Librarians can play an integral role in the design of active learning curricula, assisting faculty and instructors with appropriate support material and suggesting relevant pre-work and in-class activities. Much active-learning is based on the premise that students should be able to analyze, synthesize, and evaluate information — these are literacy-based competencies that make collaborations between librarians and faculty useful throughout the course redesign process and beyond. Additionally, librarians and information professionals are experts on knowing what library resources are available, or could be available. For example, I might know that JoVE already has an excellent video on an experimental method that could be assigned as pre-work. So, a faculty member won’t have to create original content. Such time-saving and effort-saving knowledge has proven very useful.

 

Can you provide an example of a classic active learning exercise that would be integrated into a STEM class?

Think-Pair-Share is a classic active learning activity. It can be simple: Students are presented an issue, given time to consider a response, and are paired with a neighbor to share their thoughts. To take it up a level, they share their thoughts with the entire class. With the right technology, they can share their computer screens or paper sketches, and talk the class through their thought processes. Most active-learning classrooms now enable easier group work and a higher level of sharing.

 

What role does video play in active learning curricula?

I’ve mostly seen videos used as pre-work assignments in active learning curricula. As I mentioned earlier, with shorter lecture times, faculty often turn to videos as course supplements. This often means that faculty create their own video lectures, but if preexisting videos do a good job covering basic competencies, the videos can be extremely useful. Streaming educational videos that can be easily embedded into course management systems, like those from the Jove Video Journal, are an ideal component of pre-work assignments. I often recommend JoVE Video Journal resources during my IMPACT consultations, especially for use in large, foundational courses. They cover basic competencies, while offering learners an engaging means to learn about experimental techniques and combating challenges related to poor reproducibility. These videos allow instructors to remain aware of new technologies being utilized in scientific research, and help students understand processes that can be reinforced during class.

 

What other types of resources have you been integrating?

Other useful resources include gamified learning assessment tools, like Kahoot and class discussion tools, like Hotseat.

 

What results/feedback are you seeing from IMPACT from Purdue students and faculty?

IMPACT (Instruction Matters: Purdue Academic Course Transformation) is a faculty fellowship program based on the premise that the creation of a student-centered learning environment helps foster student engagement, student competence, and increased attainment of course-specific learning outcomes.
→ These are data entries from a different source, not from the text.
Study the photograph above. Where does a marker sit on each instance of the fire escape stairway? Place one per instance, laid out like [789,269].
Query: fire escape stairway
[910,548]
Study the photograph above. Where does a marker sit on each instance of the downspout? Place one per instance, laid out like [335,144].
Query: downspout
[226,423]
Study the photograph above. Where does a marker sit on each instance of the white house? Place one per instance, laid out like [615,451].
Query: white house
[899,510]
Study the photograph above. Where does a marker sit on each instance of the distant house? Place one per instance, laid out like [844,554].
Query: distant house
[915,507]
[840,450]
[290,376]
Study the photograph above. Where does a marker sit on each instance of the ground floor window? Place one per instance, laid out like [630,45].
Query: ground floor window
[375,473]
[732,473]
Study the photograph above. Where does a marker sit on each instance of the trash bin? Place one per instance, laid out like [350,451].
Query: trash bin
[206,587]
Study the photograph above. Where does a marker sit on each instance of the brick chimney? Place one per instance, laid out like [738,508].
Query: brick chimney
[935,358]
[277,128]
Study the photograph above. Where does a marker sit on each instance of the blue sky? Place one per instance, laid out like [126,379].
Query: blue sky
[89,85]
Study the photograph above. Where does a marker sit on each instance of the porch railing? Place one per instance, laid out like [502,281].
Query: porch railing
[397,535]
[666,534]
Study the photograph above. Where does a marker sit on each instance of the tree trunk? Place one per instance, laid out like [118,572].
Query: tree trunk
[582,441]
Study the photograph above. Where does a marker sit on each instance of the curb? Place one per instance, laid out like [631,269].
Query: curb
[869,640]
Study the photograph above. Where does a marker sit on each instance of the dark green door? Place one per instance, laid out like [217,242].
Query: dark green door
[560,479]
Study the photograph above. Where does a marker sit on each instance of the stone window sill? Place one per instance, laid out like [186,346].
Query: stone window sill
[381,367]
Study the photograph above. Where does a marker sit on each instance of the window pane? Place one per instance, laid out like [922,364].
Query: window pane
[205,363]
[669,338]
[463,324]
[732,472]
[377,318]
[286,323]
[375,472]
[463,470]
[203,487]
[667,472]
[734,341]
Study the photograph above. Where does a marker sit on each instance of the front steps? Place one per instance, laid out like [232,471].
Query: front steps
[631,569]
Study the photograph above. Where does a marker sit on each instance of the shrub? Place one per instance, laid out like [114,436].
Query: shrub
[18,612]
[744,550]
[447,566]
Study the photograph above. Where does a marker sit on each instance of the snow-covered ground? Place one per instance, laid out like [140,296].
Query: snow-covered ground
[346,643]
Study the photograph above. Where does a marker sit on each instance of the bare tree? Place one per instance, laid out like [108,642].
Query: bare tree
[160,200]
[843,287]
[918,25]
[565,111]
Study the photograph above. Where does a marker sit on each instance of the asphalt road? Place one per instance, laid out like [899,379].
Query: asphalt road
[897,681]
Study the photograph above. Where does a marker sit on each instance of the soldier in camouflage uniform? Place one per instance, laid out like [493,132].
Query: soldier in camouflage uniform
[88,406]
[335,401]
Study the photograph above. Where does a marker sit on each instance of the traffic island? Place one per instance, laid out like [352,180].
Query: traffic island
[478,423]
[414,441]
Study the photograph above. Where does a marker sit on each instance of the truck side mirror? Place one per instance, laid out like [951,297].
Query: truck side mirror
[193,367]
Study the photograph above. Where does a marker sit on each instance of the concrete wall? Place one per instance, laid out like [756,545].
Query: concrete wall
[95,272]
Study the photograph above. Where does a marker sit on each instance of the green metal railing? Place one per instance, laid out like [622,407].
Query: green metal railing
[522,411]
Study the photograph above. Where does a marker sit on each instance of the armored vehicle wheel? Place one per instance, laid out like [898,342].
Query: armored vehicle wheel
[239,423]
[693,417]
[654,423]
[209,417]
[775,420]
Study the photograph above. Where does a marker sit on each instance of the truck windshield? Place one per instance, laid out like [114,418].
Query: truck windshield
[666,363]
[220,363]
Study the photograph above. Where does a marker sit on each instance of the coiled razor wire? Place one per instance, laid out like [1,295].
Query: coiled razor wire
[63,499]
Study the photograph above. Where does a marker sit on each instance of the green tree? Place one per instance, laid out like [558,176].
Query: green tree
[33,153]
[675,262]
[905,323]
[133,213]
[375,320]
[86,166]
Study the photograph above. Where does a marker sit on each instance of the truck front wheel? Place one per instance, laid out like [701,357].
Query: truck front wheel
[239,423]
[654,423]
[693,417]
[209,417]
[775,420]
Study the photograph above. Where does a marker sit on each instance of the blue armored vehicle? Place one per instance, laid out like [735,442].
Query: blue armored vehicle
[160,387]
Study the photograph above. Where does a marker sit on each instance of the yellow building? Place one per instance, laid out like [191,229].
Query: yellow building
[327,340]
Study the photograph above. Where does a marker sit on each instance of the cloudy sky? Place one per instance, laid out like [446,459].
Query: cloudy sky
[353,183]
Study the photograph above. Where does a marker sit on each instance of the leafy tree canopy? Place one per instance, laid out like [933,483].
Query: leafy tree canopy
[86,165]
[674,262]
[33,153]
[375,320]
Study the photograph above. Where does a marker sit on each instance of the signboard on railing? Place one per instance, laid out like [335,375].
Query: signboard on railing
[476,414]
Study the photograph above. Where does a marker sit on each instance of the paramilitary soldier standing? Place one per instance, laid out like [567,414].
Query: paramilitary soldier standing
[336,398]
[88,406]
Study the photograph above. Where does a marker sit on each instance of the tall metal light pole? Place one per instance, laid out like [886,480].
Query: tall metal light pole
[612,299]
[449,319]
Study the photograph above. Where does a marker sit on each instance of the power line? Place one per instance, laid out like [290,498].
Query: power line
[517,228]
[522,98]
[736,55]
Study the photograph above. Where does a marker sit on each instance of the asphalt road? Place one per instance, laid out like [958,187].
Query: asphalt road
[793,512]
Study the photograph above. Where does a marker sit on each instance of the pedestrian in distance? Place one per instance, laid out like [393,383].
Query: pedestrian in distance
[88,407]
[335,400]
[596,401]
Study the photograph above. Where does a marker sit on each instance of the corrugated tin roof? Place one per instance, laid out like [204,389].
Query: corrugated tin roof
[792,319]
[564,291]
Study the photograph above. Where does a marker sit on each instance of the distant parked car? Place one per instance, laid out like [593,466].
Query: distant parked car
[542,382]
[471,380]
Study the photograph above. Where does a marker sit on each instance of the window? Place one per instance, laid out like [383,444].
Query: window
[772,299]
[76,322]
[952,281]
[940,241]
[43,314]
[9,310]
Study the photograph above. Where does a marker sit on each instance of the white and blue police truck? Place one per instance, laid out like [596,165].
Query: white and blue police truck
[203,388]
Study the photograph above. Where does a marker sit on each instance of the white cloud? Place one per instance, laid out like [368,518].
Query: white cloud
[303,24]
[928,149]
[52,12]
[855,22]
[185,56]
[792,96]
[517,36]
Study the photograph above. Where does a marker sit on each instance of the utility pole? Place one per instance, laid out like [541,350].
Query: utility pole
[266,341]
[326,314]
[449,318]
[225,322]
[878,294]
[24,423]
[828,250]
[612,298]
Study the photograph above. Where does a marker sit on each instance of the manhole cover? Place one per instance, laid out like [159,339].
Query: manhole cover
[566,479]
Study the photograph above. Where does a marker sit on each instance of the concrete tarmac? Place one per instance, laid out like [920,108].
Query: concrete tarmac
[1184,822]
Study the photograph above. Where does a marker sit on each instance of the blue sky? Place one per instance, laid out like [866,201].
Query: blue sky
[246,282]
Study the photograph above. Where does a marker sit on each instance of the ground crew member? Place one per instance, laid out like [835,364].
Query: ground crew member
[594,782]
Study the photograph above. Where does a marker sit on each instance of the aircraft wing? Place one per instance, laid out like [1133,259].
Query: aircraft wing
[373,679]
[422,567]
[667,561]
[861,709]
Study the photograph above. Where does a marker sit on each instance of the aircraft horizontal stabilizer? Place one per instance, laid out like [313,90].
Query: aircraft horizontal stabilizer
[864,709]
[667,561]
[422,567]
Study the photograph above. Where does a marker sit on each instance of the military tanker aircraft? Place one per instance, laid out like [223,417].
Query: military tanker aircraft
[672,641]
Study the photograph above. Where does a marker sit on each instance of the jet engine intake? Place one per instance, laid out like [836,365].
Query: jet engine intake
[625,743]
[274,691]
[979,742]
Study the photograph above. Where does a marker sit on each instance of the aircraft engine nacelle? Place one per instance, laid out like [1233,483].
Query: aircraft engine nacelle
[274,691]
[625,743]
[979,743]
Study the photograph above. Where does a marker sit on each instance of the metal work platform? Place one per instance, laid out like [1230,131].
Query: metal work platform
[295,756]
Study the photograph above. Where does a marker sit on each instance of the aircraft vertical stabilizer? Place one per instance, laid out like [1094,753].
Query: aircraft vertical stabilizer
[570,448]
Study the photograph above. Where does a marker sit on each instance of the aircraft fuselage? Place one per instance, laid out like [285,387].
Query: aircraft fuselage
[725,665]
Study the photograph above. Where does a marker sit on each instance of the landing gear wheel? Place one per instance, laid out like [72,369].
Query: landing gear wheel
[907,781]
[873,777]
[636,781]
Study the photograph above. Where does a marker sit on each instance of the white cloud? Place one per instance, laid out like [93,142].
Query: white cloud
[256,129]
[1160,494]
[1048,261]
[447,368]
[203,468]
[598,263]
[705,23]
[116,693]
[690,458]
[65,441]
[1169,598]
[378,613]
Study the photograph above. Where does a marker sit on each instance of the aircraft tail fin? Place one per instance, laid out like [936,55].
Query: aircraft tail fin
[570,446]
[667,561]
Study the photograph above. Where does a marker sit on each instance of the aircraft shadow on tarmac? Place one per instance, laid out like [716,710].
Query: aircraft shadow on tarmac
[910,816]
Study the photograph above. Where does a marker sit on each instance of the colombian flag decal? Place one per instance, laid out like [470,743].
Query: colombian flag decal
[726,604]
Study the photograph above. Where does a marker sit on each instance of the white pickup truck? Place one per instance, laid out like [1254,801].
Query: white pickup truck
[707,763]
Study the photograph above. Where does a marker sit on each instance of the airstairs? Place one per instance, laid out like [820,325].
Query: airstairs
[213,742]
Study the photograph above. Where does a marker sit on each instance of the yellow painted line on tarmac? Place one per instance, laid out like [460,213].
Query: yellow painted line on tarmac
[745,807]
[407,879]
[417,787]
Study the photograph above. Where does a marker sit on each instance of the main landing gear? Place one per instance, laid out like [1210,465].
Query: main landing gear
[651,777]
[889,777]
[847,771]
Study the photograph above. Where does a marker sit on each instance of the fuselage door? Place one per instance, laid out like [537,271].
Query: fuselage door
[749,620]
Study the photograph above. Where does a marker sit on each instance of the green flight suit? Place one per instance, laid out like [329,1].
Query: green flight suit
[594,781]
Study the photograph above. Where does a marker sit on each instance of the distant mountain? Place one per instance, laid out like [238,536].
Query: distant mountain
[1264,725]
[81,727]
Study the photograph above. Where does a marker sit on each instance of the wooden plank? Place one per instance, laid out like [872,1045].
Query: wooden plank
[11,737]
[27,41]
Faculty fellows come from a range of disciplines and IMPACT instruction is a collaborative effort between the Center for Instructional Excellence, Information Technology at Purdue, and Purdue University Libraries. Purdue recently opened the Wilmeth Active Learning Center (WALC), which houses our Library of Engineering and Science and several active-learning classroom spaces. Courses that have gone through IMPACT redesigns have priority in WALC and have been hugely popular, both with students and faculty. Course assessments and student evaluations are tracked before and after course redesigns, with students providing feedback about their preferences for course resources and support material. Resources and material are adjusted, as necessary.